How can nurses improve the quality of care provided to malnourished, acutely ill patients? They must become involved in improving the quality of nutritional support for all acutely ill and malnourished adults within their institutions. Working to improve health care delivery systems and communication among all disciplines caring for the malnourished is also essential. If the institution does not have a nutrition support team to provide expert clinical care, the first step is to participate in developing nutrition support clinical pathways or continuous process improvement programs.
The term “clinical pathway” is used frequently, but defining the process and developing new pathways to improve patient care are areas for further growth. Clinical pathways are interventions, ways of tracking interventions, and ways of looking at interventions at certain points in time or during changes in the patient’s clinical condition. The focus of a nutrition support clinical pathway is to achieve patient-centered goals within a prescribed period of time. The intradisciplinary team works together to reduce the LOS and to be financially efficient while simultaneously providing quality patient care.
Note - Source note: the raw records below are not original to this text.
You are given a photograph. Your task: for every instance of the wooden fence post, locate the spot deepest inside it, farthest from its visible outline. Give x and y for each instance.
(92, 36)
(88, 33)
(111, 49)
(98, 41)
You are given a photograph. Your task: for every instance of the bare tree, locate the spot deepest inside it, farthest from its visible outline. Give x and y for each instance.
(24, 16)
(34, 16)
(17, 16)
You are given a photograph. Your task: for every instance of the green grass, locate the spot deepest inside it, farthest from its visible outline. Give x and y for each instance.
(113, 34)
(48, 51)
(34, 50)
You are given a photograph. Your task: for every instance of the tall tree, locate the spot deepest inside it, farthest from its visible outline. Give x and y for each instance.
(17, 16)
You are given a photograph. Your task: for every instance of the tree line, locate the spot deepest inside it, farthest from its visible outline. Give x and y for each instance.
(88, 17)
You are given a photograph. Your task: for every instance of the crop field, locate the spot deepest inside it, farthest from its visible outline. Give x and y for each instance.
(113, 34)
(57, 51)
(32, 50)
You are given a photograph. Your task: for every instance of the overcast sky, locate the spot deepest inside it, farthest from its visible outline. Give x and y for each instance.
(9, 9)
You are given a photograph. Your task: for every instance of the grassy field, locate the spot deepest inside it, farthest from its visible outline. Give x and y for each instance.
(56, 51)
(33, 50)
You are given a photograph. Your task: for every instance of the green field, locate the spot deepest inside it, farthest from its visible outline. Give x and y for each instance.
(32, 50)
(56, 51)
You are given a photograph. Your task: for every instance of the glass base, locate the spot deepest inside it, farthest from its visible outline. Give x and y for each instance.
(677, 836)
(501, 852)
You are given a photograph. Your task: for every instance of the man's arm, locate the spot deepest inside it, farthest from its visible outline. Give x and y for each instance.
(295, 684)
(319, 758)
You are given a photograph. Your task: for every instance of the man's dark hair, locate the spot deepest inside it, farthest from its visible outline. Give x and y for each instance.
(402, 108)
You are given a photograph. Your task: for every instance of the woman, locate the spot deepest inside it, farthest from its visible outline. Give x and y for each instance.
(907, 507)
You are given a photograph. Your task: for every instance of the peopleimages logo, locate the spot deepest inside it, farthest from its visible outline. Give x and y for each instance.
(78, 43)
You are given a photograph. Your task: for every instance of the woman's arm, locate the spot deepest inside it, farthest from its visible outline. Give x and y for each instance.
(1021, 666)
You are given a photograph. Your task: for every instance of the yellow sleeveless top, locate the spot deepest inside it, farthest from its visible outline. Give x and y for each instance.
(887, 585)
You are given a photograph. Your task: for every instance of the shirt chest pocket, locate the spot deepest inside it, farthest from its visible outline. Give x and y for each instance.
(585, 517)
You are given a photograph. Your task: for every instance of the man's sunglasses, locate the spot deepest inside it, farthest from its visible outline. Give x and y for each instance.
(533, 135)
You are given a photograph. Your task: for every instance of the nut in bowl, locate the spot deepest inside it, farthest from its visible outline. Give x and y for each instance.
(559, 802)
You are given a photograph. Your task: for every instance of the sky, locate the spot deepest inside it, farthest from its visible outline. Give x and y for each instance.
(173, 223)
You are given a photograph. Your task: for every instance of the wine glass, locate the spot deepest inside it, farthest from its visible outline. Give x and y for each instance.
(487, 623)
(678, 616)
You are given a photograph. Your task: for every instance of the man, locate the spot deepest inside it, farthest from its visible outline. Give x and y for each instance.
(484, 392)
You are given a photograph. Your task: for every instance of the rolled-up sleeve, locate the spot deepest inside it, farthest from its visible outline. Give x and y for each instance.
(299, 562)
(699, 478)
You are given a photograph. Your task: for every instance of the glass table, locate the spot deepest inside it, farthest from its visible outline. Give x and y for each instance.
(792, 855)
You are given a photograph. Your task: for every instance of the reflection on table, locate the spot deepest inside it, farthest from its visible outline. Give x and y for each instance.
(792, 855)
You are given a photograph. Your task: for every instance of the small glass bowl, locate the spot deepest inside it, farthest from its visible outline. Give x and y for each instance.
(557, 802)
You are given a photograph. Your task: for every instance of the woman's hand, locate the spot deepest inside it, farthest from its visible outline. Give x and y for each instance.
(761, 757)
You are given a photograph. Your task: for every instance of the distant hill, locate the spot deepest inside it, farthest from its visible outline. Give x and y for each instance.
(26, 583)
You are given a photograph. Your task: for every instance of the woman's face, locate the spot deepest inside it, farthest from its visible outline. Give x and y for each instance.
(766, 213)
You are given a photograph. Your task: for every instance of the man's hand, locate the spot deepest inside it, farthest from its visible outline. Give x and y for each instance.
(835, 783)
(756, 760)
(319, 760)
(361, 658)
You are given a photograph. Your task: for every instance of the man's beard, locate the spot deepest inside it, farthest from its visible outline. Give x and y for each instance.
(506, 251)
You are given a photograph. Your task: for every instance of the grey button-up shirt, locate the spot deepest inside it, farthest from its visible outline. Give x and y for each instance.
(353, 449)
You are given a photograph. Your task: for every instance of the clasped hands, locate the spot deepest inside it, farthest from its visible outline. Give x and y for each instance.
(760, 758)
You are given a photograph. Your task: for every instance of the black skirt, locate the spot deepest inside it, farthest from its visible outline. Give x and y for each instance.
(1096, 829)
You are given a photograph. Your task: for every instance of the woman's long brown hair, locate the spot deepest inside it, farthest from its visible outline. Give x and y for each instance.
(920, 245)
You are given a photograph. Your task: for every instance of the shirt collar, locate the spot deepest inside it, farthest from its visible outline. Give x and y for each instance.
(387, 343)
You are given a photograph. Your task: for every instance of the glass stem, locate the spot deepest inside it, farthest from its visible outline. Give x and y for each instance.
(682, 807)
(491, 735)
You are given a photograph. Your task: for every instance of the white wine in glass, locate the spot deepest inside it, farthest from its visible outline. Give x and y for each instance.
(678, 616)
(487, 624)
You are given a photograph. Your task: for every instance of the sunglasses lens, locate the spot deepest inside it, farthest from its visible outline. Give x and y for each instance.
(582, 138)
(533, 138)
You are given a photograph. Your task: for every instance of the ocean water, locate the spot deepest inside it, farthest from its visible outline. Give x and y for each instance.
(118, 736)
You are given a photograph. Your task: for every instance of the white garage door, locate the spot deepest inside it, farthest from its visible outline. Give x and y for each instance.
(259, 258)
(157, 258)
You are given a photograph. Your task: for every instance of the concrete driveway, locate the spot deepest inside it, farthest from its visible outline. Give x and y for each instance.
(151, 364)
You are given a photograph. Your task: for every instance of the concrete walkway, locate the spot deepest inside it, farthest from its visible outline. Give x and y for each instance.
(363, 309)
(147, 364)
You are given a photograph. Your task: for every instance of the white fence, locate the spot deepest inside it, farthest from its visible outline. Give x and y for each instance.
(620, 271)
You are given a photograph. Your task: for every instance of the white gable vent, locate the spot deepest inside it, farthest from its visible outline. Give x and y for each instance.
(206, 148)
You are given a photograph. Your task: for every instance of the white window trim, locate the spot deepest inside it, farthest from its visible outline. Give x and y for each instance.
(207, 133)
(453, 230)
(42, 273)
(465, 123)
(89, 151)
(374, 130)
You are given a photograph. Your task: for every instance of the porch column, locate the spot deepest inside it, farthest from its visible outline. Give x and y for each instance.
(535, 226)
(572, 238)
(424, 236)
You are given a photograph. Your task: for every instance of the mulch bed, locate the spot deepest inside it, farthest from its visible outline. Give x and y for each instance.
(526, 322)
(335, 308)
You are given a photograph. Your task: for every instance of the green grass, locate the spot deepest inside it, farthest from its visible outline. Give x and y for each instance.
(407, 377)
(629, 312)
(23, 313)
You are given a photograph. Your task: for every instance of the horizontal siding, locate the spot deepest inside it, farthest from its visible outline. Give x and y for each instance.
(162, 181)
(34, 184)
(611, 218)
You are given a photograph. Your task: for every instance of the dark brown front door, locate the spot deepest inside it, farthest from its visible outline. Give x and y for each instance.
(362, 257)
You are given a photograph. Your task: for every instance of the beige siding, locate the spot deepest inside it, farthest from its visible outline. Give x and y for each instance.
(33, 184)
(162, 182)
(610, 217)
Developing a clinical pathway will assist clinicians to detect variances, including patients who do not achieve goals in a timely fashion (Lykins, Peck, Poole, & Fisher, 1998). A good resource for examples of nutrition support pathways is the American Society for Parenteral and Enteral Nutrition (ASPEN) and the society’s journal, Nutrition in Clinical Practice. Nurses must work together with other health care professionals to develop systems and quality improvement processes which are effective and efficient in terms of providing quality, cost-effective nutritional support to malnourished, acutely ill patients (Mears, 1996).